16.3. Nothing in this clause prevents either party from seeking urgent injunctive or equitable relief.

17. TERMINATION

17.1. Either party may terminate the engagement by providing fourteen (14) days’ written notice.

17.2. The Company may terminate immediately if the Client breaches these Terms, including non-payment, or engages in conduct that is abusive, threatening, or illegal.

17.3. Upon termination, the Client is liable for all fees for Services rendered up to the date of termination. Any pre-paid amounts for undelivered Services will be refunded on a pro-rata basis.

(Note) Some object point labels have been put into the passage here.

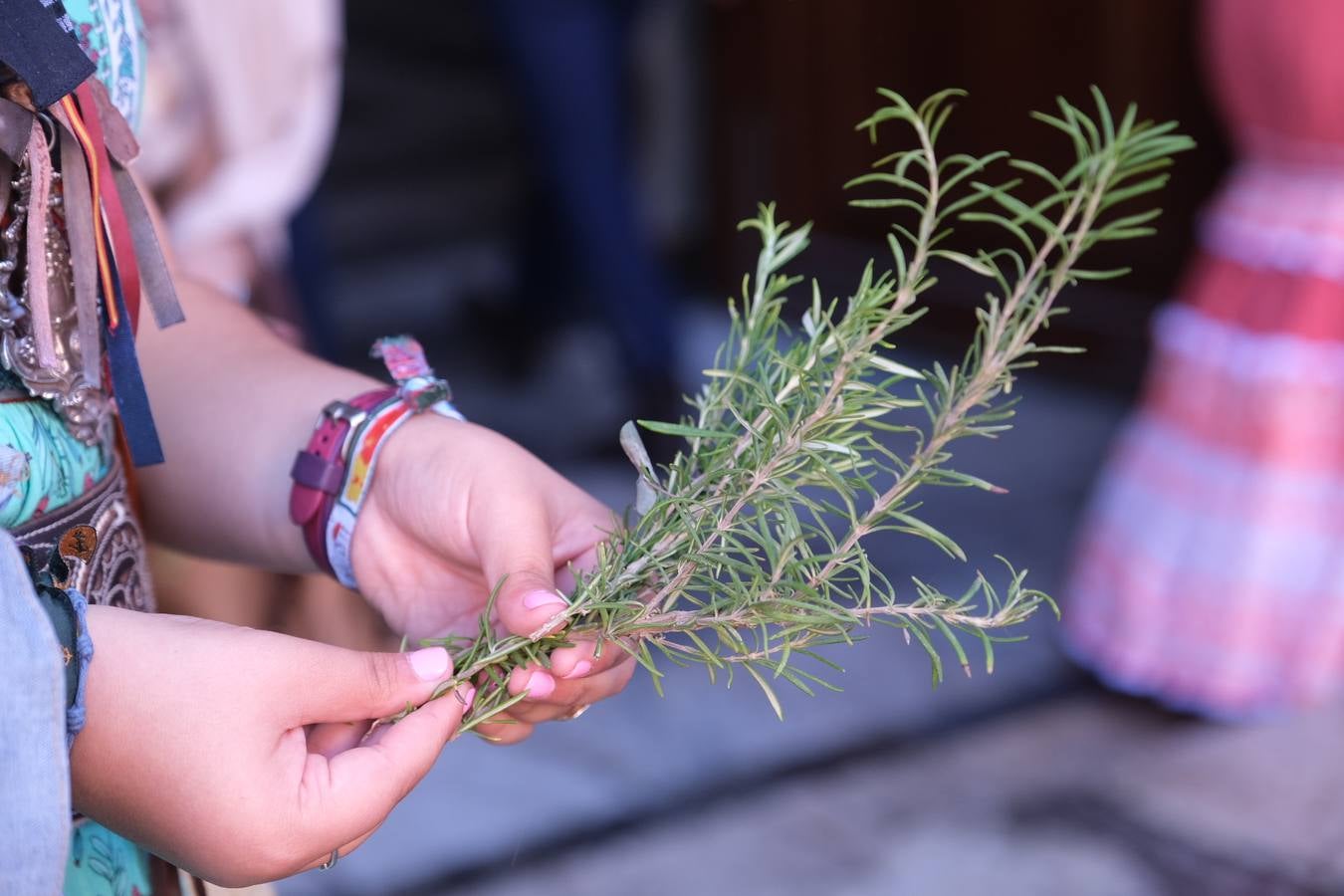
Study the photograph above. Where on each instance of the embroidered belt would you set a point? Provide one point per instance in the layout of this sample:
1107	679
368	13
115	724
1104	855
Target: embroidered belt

17.4. Sections relating to payment obligations, intellectual property, confidentiality, limitation of liability, and dispute resolution survive termination of these Terms.

18. GOVERNING LAW

These Terms are governed by and construed in accordance with the laws of the State of New South Wales, Australia. The parties submit to the non-exclusive jurisdiction of the courts of New South Wales and any courts of appeal therefrom.

19. GENERAL PROVISIONS

19.1. These Terms, together with any accepted Quote and any supplementary agreements, constitute the entire agreement between the parties and supersede all prior negotiations, representations, and agreements.

19.2. The Company may update these Terms from time to time. Clients will be notified of material changes in writing. Continued use of Services after notification constitutes acceptance of the updated Terms.

19.3. If any provision of these Terms is found to be invalid or unenforceable, the remaining provisions shall continue in full force and effect.

19.4. The failure of either party to enforce any right or provision of these Terms shall not constitute a waiver of that right or provision.

19.5. The Client may not assign or transfer their rights or obligations under these Terms without the Company’s prior written consent.

20. ACCEPTANCE

By accepting a Quote ( even via email ) , engaging the Company’s Services, providing payment details, or making a payment, the Client confirms that they have read, understood, and agree to these Terms and Conditions in their entirety.